Why wouldn’t the two candidates stage at least one debate inside their own district, ideally in a somewhat central location? Because they couldn’t agree on how and where to do it.
Seriously. Two people who want us to send them back to Washington to solve the nation’s problems couldn’t settle on a place to debate each other inside their own district.
The only thing they could muster was a joint appearance in front of some high school students today in Wadsworth.
For a public debate — zip. Nothing in downtown Medina. Nothing in Wooster. Nothing in Brunswick. Nothing in Green or Jackson Township or Mogadore or Strongsville or Norton or Rootstown or New Franklin or anywhere else in an area that is about 50 miles long and 45 miles wide.
If these people can’t figure out how to work with someone from the other party on something as simple as arranging a local debate, how in God’s name are they going to forge bipartisan agreements on important national issues?
After making fun of a Cleveland radio announcer who made a reference to “Canton-Akron Airport,” I received an email from Anne Dennee of Akron, who said that gaffe pales in comparison to the one her husband heard over his plane’s intercom as he was arriving home on a Delta flight from Atlanta.
He was welcomed to “Akron-Canada Airport.”
Somebody connected to the Akron Public Schools’ levy campaign is looking for love in all the wrong places.
Such as Hudson.
A longtime Hudson resident sent me a copy of a fancy flier her family received in the mail.
“Vote for Issue 61,” it urged. “Akron’s Future Starts with Education.”

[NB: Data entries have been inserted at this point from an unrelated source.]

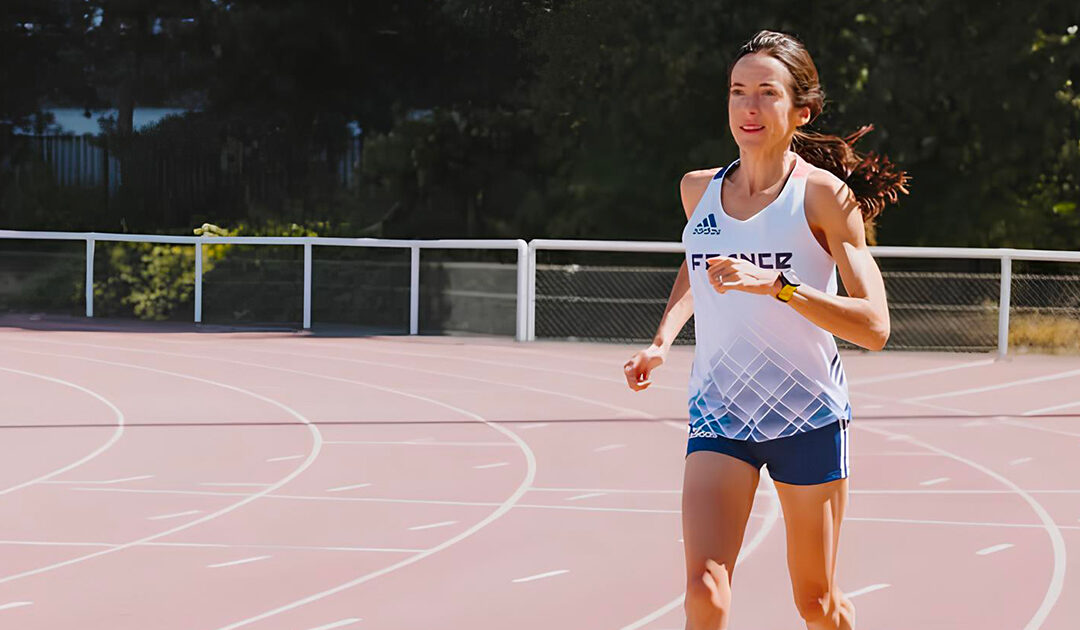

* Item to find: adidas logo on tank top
[683,156,851,442]
[693,213,720,234]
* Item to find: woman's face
[728,53,810,150]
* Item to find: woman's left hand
[705,256,780,295]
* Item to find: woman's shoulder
[679,166,723,218]
[805,166,859,225]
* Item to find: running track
[0,318,1080,630]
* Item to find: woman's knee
[685,562,731,630]
[795,588,854,629]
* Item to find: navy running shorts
[686,420,850,485]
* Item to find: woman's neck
[733,147,796,197]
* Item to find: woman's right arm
[623,169,718,391]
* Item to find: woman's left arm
[710,172,889,350]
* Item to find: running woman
[624,31,907,630]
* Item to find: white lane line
[0,538,425,553]
[849,359,995,386]
[843,517,1080,530]
[41,474,153,485]
[593,444,626,453]
[619,473,780,630]
[323,440,517,446]
[0,367,124,496]
[1021,400,1080,416]
[843,584,892,599]
[146,510,202,521]
[975,542,1012,555]
[326,483,372,492]
[72,487,1080,530]
[0,345,324,584]
[308,617,363,630]
[864,421,1068,630]
[70,339,540,630]
[851,451,941,457]
[473,461,510,470]
[408,521,458,532]
[510,568,570,584]
[1001,420,1080,438]
[71,487,686,514]
[529,486,683,494]
[206,555,271,568]
[566,492,606,501]
[907,370,1080,402]
[21,332,652,630]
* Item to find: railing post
[514,241,529,341]
[998,256,1012,359]
[303,241,311,331]
[86,237,94,318]
[195,242,202,324]
[525,241,537,341]
[408,245,420,335]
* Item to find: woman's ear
[798,107,811,126]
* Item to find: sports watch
[777,269,802,301]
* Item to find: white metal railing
[526,239,1080,357]
[0,230,528,340]
[0,230,1080,357]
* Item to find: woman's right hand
[622,346,667,391]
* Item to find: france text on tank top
[683,156,851,442]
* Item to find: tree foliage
[0,0,1080,249]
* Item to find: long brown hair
[728,30,908,233]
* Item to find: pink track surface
[0,318,1080,630]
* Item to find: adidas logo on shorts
[691,213,720,234]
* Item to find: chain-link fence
[0,230,1080,353]
[535,247,1080,352]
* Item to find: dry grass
[1009,314,1080,352]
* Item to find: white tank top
[683,156,851,442]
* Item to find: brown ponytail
[728,30,909,233]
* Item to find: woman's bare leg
[777,479,855,630]
[683,451,758,630]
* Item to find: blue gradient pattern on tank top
[689,336,851,442]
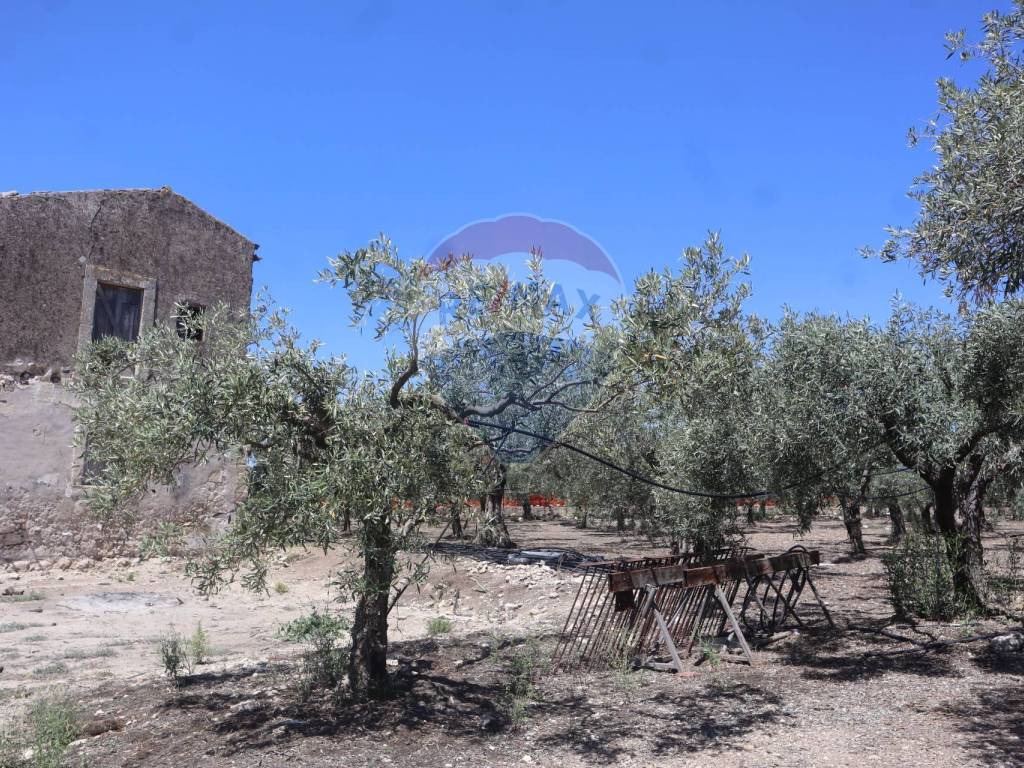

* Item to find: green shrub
[29,698,81,768]
[157,629,191,685]
[883,531,970,621]
[278,608,348,698]
[427,616,453,635]
[32,662,68,677]
[505,640,541,729]
[188,622,210,666]
[988,536,1024,611]
[0,696,81,768]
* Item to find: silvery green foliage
[321,238,608,475]
[76,305,473,594]
[529,395,659,530]
[755,312,876,527]
[881,0,1024,303]
[598,233,763,551]
[862,301,1024,476]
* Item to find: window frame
[78,264,157,352]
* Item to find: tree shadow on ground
[156,633,560,757]
[537,680,790,764]
[939,680,1024,766]
[428,542,600,570]
[778,620,962,683]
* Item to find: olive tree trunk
[451,503,466,539]
[522,496,534,520]
[839,497,867,555]
[930,466,988,610]
[889,501,906,544]
[348,515,394,697]
[474,467,515,549]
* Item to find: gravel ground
[0,519,1024,768]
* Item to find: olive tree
[321,239,601,547]
[763,301,1024,607]
[881,0,1024,303]
[862,301,1024,607]
[602,233,763,551]
[76,303,475,695]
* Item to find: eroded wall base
[0,375,240,569]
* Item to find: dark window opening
[79,437,106,485]
[174,303,206,341]
[92,283,142,341]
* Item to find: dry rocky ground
[0,519,1024,768]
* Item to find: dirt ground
[0,519,1024,768]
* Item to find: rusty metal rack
[552,546,834,673]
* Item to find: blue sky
[0,0,1009,366]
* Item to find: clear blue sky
[0,0,1008,365]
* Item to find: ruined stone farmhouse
[0,187,257,565]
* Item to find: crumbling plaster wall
[0,376,240,567]
[0,187,256,374]
[0,188,255,567]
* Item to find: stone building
[0,187,258,565]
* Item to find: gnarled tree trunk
[451,503,466,539]
[475,467,515,549]
[929,463,988,610]
[522,496,534,520]
[348,515,394,697]
[840,497,867,555]
[921,503,935,534]
[889,501,906,544]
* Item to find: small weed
[505,640,541,730]
[278,608,348,699]
[188,622,211,666]
[0,592,43,603]
[427,616,453,635]
[611,652,643,693]
[882,532,970,621]
[63,646,114,662]
[0,697,81,768]
[32,662,68,677]
[157,629,191,685]
[698,637,722,670]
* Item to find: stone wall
[0,376,240,568]
[0,187,256,374]
[0,187,256,566]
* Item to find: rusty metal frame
[552,546,831,672]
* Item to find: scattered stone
[988,632,1024,653]
[480,712,505,733]
[227,698,263,715]
[82,717,125,736]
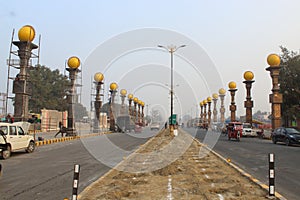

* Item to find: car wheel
[285,138,290,146]
[2,146,11,160]
[26,141,35,153]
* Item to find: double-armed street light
[109,83,118,131]
[212,93,219,122]
[94,72,104,132]
[266,54,282,130]
[243,71,254,125]
[158,45,186,135]
[219,88,226,124]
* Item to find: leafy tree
[279,46,300,125]
[29,65,69,113]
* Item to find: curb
[35,131,112,146]
[194,138,287,200]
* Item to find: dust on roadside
[80,130,268,200]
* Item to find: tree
[279,46,300,125]
[28,65,69,113]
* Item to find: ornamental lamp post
[206,97,211,127]
[266,54,282,130]
[243,71,254,126]
[158,45,186,136]
[66,56,80,136]
[228,81,237,122]
[12,25,38,121]
[109,83,118,131]
[212,93,219,122]
[120,89,127,115]
[133,97,139,123]
[219,88,226,124]
[94,72,104,132]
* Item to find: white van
[242,123,257,137]
[0,122,35,159]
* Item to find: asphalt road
[0,133,153,200]
[185,129,300,199]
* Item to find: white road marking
[167,175,173,200]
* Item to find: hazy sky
[0,0,300,119]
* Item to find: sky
[0,0,300,120]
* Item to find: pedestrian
[54,121,65,138]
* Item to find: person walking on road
[54,121,65,138]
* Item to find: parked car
[271,127,300,146]
[0,122,35,159]
[150,122,160,131]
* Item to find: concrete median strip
[35,131,111,146]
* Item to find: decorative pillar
[212,93,219,122]
[13,25,38,121]
[219,88,226,124]
[66,56,80,136]
[243,71,254,125]
[207,97,211,127]
[93,72,104,132]
[228,81,237,122]
[266,54,282,130]
[109,83,118,131]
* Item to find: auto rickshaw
[227,122,243,141]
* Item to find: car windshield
[286,128,300,135]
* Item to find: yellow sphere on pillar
[127,94,133,100]
[207,97,211,103]
[267,53,280,67]
[244,71,254,81]
[213,93,219,99]
[68,56,80,69]
[120,89,127,96]
[228,81,236,89]
[18,25,35,42]
[94,72,104,83]
[109,83,118,91]
[219,88,226,95]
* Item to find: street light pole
[158,45,186,133]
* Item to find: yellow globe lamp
[127,94,133,100]
[138,100,142,105]
[18,25,35,42]
[109,83,118,91]
[219,88,226,95]
[94,72,104,83]
[228,81,236,89]
[120,89,127,96]
[267,53,280,67]
[206,97,211,103]
[68,56,80,69]
[213,93,219,99]
[244,71,254,81]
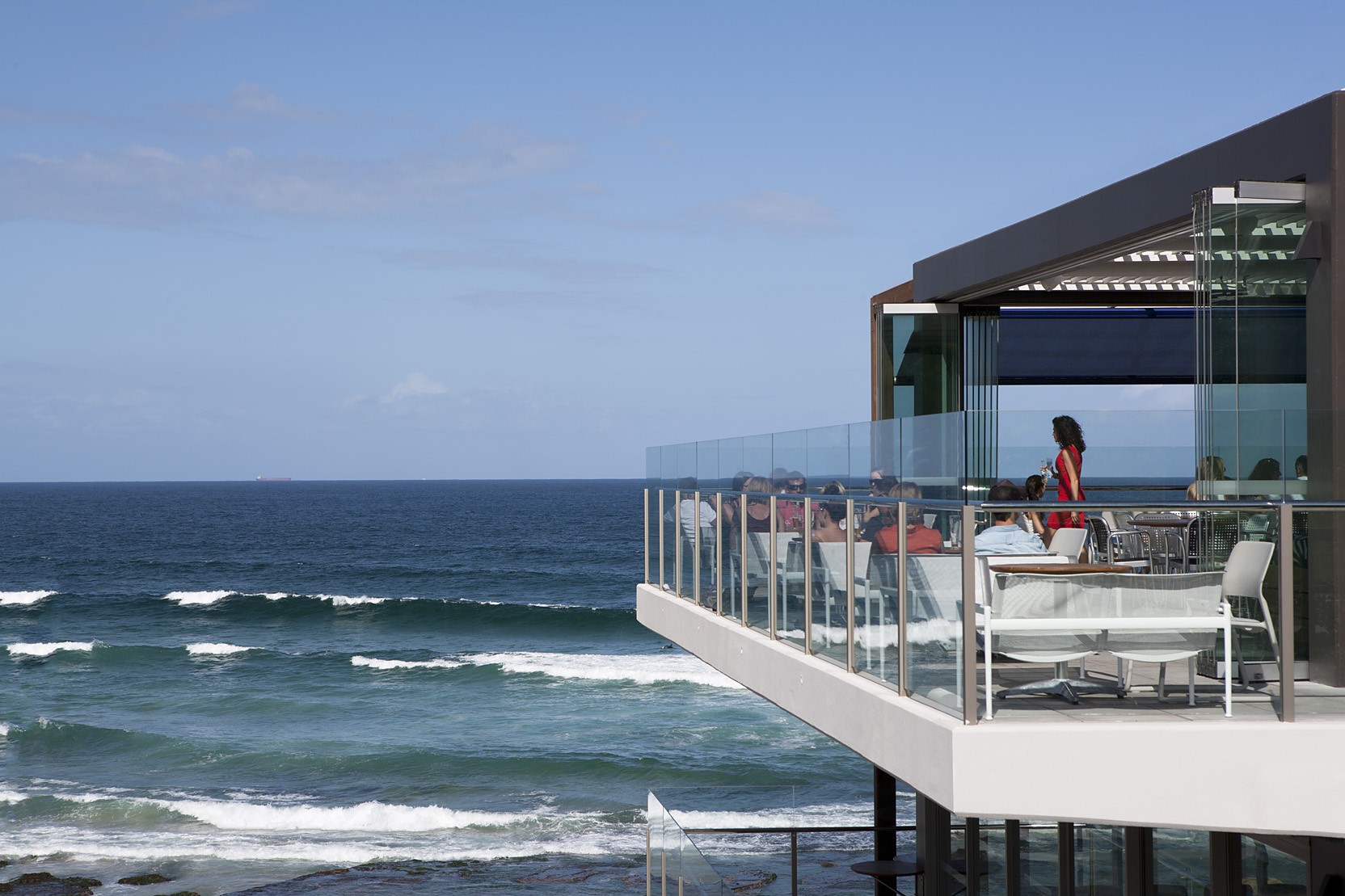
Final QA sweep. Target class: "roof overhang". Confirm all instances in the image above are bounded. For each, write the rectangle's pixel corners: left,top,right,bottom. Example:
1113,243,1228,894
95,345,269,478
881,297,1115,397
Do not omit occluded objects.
912,91,1345,304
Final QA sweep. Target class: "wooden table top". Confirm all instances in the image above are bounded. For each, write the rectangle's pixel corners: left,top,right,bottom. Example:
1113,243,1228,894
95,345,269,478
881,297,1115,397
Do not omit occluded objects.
850,857,924,877
990,564,1135,576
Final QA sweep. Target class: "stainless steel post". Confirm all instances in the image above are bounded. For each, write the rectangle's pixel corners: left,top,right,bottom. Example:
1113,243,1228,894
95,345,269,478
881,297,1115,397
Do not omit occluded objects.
790,830,799,896
962,504,980,726
672,488,682,597
1280,503,1294,721
765,495,780,641
799,495,812,654
739,495,748,627
845,503,854,671
691,488,701,607
897,500,911,697
715,491,723,616
739,495,748,627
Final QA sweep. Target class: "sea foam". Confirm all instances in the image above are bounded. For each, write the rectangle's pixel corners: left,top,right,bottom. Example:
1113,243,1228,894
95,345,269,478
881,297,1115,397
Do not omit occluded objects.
462,651,743,689
350,657,466,669
8,641,93,657
187,643,257,657
0,591,57,607
160,801,535,831
314,595,387,607
164,591,235,607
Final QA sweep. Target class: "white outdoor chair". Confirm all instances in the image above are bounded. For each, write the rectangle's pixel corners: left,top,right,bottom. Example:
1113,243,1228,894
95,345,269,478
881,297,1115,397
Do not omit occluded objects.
1098,572,1228,706
1223,541,1279,685
812,541,883,629
1051,528,1088,562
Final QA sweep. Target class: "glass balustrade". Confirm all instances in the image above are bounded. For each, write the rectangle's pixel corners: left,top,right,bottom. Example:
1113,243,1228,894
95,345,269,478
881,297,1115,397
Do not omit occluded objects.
646,412,1345,722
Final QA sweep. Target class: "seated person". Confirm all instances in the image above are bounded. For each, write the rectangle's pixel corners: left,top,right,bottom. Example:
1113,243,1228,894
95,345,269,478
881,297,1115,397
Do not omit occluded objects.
1022,476,1052,546
873,482,942,554
976,482,1047,554
774,471,808,532
812,500,845,541
677,476,715,538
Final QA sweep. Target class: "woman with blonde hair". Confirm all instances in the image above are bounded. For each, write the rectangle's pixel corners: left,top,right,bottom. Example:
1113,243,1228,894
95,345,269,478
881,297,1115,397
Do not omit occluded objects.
743,476,784,532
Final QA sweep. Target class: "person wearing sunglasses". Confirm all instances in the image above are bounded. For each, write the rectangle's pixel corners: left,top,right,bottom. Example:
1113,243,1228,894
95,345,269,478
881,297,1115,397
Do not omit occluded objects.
776,469,808,532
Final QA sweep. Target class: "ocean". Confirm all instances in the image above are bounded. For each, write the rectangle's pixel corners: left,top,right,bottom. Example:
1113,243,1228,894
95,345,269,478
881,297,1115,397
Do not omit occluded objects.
0,480,871,896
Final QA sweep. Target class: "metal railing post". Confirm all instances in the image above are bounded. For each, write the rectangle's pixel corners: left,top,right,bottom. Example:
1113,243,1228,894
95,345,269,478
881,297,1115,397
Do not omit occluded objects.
715,491,723,616
1280,503,1294,721
897,500,911,697
765,495,780,641
790,830,799,896
739,492,748,629
845,503,854,671
672,488,682,597
799,495,812,654
960,504,980,726
691,488,701,607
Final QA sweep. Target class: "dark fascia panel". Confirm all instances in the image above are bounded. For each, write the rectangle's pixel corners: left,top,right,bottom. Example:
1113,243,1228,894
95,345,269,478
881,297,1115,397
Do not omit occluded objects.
912,91,1345,301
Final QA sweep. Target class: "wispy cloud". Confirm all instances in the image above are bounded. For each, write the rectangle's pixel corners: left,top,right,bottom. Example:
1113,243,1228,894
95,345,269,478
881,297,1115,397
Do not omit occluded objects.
378,372,450,405
698,190,837,230
445,289,630,309
0,128,579,225
389,249,660,284
178,0,261,22
178,82,340,124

Nobody in the family has ever lived in Akron.
The mailing label carried the correct name, the correct street address, the correct town, the correct state and the correct ZIP code — 44236. But nobody in that ZIP code can make one iota of difference in the voting booth because nobody outside of the Akron city limits will see that issue on the ballot.
I wonder how many of those gems were mailed out.
In almost every community, school levies face tough sledding, simply because anyone who votes “yes” is voting to reach more deeply into his or her own pocket. But here’s a chance to cast a vote that will help an area school without costing you a dime.
Franklin Elementary in Kent is in the running to win 200 gallons of free paint and the labor required to give the interior of the 90-year-old building a makeover.
Judges for Glidden’s Colorful Classrooms Contest waded through 320 entries from 43 states and came up with five finalists. As of this writing, Kent was in third place, trailing schools from New Mexico and Mississippi.
The local school said its current color scheme is “bleak, blah and boring” and the existing walls bring to mind a combination of “mental hospital, soggy oatmeal, yellow snow, pink antacid medication and T-shirt armpit white.”
You can vote through Friday at www.glidden.com.